The MSPCA adoption centers encounter their fair share of small animals, including guinea pigs, rats, mice, degus, chinchillas, ferrets, hamsters, and gerbils. Generally considered easy to care for, these little animals still require daily care and attention. Because they are popular first-time pets, many people acquire small animals without considering every factor in their care: daily cage cleaning, handling, exercise, and feeding for their entire lives, anywhere from 1-7 years depending on the species. And because these small prey animals are too frequently purchased as gifts for children, they simply aren’t afforded the degree of care they deserve. Add to this the fact that a number of small animals come from pet stores improperly sexed (therefore risking unwanted pregnancies if paired with the opposite gender), or worse yet – are already pregnant when purchased from the pet store – and the result is litters of small animals without homes.
The most common reasons small animals are surrendered to the MSPCA are because the children in the house have lost interest, the family doesn’t have time to care for them, or there are too many (accidental breeding).
Fortunately, the breeding of ferrets is very well managed, and only those with a license may breed them.
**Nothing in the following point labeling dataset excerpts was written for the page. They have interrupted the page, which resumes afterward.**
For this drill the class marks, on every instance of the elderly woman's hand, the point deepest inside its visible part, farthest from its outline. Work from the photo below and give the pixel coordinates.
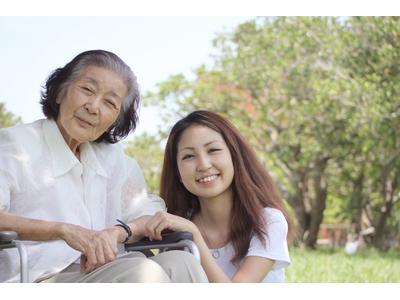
(163, 220)
(97, 247)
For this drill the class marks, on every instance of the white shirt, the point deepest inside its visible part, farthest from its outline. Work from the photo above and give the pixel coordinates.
(276, 248)
(40, 178)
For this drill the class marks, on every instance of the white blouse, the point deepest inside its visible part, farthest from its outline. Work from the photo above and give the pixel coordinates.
(276, 248)
(40, 178)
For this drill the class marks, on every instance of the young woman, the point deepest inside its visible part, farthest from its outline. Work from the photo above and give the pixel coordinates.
(215, 188)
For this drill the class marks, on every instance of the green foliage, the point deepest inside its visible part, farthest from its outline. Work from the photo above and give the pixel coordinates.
(7, 119)
(148, 153)
(318, 99)
(335, 266)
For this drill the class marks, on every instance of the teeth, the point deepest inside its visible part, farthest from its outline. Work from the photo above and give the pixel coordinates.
(208, 178)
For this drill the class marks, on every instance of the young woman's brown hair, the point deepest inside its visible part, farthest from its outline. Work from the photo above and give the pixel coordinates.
(252, 186)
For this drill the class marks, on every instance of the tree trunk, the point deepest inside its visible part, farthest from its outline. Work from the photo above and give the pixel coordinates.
(319, 203)
(356, 202)
(388, 191)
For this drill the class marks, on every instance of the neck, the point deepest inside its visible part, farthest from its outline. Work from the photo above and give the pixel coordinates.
(216, 212)
(72, 143)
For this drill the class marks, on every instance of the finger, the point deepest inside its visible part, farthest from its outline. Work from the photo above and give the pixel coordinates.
(151, 225)
(83, 263)
(109, 254)
(91, 261)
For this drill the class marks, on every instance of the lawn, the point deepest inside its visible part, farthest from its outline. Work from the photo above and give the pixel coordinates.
(334, 265)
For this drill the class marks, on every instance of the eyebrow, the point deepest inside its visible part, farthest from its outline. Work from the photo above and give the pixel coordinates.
(94, 81)
(205, 145)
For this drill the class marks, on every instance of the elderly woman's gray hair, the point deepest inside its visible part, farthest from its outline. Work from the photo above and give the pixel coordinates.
(59, 81)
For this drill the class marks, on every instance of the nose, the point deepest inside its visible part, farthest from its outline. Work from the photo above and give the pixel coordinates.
(203, 163)
(92, 105)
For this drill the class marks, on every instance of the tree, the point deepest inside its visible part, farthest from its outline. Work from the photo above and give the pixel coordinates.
(7, 119)
(148, 153)
(318, 100)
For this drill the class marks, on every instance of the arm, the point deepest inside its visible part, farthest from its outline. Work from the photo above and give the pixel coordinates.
(164, 220)
(253, 268)
(97, 247)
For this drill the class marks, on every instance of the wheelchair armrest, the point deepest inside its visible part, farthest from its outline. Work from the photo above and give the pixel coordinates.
(167, 238)
(7, 237)
(170, 240)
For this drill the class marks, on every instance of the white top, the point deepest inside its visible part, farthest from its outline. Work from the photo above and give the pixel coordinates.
(40, 178)
(276, 248)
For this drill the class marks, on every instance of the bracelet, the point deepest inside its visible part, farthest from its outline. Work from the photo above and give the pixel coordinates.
(127, 229)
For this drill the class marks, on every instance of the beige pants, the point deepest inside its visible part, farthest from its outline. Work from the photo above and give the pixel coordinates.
(171, 266)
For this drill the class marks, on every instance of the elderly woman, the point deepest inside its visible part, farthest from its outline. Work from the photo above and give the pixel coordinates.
(65, 183)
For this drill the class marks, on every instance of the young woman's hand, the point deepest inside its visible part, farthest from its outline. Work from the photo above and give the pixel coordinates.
(163, 220)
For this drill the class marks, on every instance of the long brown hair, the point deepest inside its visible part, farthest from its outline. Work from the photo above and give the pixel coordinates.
(252, 186)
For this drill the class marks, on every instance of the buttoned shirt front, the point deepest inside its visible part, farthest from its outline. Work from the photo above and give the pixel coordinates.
(40, 178)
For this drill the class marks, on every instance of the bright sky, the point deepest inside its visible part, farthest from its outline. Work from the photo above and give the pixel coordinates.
(154, 47)
(31, 46)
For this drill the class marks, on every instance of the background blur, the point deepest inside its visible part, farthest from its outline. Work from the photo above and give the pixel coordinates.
(319, 100)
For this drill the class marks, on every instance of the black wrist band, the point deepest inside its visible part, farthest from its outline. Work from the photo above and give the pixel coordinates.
(127, 229)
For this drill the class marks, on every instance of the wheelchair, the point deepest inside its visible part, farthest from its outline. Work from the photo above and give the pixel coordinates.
(170, 241)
All ferrets sold through pet stores or breeders, or adopted from shelters, are already sterilized. While some veterinarians will spay/neuter guinea pigs, it’s a much less common surgery. The MSPCA recommends that guinea pigs only be cage mates if they are sterilized or of the same gender (and this should be verified by a vet or another knowledgable person to be safe!). Pairing females is often more successful than pairing males, though males have been known to pair more successfully the younger they are.
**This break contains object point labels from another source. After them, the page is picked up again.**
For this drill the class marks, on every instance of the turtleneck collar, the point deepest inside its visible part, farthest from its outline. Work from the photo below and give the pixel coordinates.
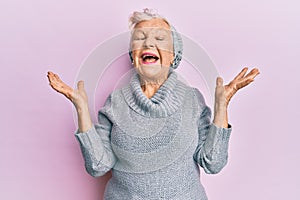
(163, 103)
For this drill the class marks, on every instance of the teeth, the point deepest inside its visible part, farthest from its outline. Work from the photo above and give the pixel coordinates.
(148, 55)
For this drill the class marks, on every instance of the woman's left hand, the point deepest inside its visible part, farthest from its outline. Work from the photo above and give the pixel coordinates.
(240, 81)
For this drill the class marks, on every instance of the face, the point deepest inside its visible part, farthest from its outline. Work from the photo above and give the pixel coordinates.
(152, 48)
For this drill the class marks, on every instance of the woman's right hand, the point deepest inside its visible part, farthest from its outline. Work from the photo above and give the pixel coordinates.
(77, 96)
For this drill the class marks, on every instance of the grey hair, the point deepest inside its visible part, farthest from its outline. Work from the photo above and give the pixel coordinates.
(149, 14)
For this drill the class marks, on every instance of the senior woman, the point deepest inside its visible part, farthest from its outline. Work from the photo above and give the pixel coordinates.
(155, 131)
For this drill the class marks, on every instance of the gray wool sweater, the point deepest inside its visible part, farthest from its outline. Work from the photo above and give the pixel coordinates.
(154, 146)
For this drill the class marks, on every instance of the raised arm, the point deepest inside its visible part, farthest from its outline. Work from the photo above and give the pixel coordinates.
(224, 93)
(77, 96)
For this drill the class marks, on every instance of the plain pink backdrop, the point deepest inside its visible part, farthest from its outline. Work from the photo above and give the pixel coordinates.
(40, 157)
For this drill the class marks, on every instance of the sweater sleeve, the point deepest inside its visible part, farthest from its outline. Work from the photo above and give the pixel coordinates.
(95, 144)
(212, 150)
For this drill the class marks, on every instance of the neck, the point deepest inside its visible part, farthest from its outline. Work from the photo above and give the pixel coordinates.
(150, 89)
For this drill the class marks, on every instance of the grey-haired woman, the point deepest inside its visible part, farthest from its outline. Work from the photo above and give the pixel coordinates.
(156, 131)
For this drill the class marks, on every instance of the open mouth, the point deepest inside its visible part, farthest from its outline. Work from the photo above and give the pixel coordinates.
(149, 58)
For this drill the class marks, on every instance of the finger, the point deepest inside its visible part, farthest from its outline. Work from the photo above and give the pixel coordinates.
(219, 82)
(80, 85)
(242, 73)
(253, 73)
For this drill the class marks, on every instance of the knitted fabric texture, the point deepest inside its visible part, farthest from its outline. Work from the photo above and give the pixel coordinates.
(154, 146)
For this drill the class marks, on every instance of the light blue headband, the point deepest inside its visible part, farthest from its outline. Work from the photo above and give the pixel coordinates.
(177, 48)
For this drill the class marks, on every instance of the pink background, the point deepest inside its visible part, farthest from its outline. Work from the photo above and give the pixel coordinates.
(40, 157)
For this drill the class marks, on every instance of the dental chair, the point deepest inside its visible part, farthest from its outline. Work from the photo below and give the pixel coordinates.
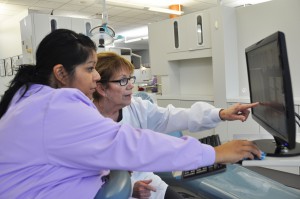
(118, 186)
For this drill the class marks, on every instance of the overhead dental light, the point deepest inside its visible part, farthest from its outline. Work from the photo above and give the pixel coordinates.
(104, 34)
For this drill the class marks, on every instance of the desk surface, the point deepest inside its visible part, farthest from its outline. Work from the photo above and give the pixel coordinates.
(285, 164)
(241, 182)
(288, 179)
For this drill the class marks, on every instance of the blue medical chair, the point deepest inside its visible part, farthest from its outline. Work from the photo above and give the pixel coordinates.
(118, 186)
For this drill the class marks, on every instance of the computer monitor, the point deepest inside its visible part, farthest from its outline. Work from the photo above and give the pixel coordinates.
(270, 84)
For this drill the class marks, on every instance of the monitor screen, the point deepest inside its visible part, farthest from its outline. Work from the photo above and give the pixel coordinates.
(270, 84)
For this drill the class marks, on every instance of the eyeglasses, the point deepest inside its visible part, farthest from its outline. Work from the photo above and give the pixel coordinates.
(124, 81)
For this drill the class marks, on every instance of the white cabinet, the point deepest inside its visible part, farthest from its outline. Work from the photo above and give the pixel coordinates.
(34, 28)
(84, 25)
(159, 40)
(182, 38)
(190, 32)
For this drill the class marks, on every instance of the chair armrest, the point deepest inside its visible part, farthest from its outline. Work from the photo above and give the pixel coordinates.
(117, 187)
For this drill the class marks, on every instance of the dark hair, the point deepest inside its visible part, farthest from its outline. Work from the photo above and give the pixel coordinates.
(61, 46)
(108, 64)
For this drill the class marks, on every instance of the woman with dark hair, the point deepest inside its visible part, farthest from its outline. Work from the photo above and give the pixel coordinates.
(54, 143)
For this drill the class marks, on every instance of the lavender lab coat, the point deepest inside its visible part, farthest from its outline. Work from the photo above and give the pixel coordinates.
(55, 144)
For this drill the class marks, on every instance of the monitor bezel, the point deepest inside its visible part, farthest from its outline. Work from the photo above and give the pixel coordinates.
(289, 138)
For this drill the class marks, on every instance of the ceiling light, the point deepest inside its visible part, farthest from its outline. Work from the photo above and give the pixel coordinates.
(135, 39)
(164, 10)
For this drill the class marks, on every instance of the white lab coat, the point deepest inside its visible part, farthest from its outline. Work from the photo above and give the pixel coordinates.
(143, 114)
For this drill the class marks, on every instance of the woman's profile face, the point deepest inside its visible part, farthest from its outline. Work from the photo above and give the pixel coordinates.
(86, 77)
(119, 95)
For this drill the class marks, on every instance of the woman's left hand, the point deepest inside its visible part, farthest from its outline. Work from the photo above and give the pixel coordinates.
(237, 112)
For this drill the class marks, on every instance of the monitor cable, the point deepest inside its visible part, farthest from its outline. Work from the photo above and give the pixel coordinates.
(298, 117)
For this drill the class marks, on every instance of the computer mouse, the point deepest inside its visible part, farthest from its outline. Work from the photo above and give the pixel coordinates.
(262, 156)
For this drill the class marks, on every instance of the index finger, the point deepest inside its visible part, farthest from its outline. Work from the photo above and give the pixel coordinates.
(251, 105)
(147, 186)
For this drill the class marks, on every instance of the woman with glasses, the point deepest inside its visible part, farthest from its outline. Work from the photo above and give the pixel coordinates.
(113, 98)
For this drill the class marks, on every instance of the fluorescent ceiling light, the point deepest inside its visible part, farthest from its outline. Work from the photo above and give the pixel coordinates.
(145, 6)
(164, 10)
(135, 39)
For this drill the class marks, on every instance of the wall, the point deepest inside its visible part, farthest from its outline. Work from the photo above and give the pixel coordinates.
(10, 42)
(258, 21)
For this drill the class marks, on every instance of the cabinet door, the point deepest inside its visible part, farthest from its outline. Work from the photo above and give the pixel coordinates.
(159, 41)
(190, 32)
(197, 31)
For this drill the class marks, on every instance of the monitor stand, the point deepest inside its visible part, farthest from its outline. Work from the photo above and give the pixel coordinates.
(270, 147)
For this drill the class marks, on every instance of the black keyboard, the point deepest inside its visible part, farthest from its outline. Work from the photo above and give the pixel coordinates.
(212, 140)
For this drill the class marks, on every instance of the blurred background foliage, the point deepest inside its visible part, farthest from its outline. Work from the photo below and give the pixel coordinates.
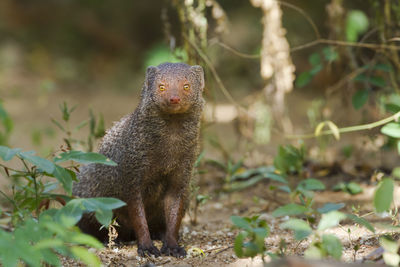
(94, 54)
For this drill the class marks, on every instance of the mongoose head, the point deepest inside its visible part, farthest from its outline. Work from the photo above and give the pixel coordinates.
(175, 87)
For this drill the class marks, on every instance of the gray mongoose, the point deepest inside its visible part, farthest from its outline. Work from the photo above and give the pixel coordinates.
(155, 148)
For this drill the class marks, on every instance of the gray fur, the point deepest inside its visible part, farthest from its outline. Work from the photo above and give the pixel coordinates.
(155, 147)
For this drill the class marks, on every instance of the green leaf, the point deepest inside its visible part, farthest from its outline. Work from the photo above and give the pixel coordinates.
(65, 177)
(331, 207)
(310, 184)
(330, 54)
(396, 172)
(360, 98)
(84, 157)
(384, 195)
(361, 221)
(330, 219)
(314, 59)
(41, 163)
(241, 222)
(356, 24)
(7, 153)
(391, 129)
(354, 188)
(289, 209)
(85, 256)
(332, 246)
(301, 228)
(303, 79)
(383, 67)
(238, 246)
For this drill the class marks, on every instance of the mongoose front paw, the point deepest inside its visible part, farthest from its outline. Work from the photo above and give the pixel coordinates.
(176, 251)
(148, 250)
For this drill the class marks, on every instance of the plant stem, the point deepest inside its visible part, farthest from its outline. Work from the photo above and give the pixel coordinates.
(355, 128)
(34, 176)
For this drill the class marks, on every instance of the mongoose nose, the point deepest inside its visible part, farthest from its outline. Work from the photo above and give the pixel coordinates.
(174, 100)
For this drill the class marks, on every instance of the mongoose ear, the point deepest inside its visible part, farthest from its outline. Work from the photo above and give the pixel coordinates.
(150, 75)
(199, 74)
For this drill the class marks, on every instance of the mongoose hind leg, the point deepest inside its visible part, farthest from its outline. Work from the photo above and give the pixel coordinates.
(174, 210)
(89, 225)
(137, 217)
And while other small animals are less prone to some of the undesirable behaviors we sometimes see in rabbits (cage aggression, for example), most are still prey animals and naturally more skittish than other species. They require a fair amount of gentle and consistent handling to become comfortable with humans. It’s important that parents teach their kids how to hold a small animal the proper way, and supervise interactions to make sure everyone is safe. It isn’t fair for parents to give full pet care responsibilities to a young child. This is a quick way for a child to become bored with – or resentful of – their pet!
Before getting a small animal, learn about their behavior and care needs, and make an informed choice about whether it’s the best pet choice for you.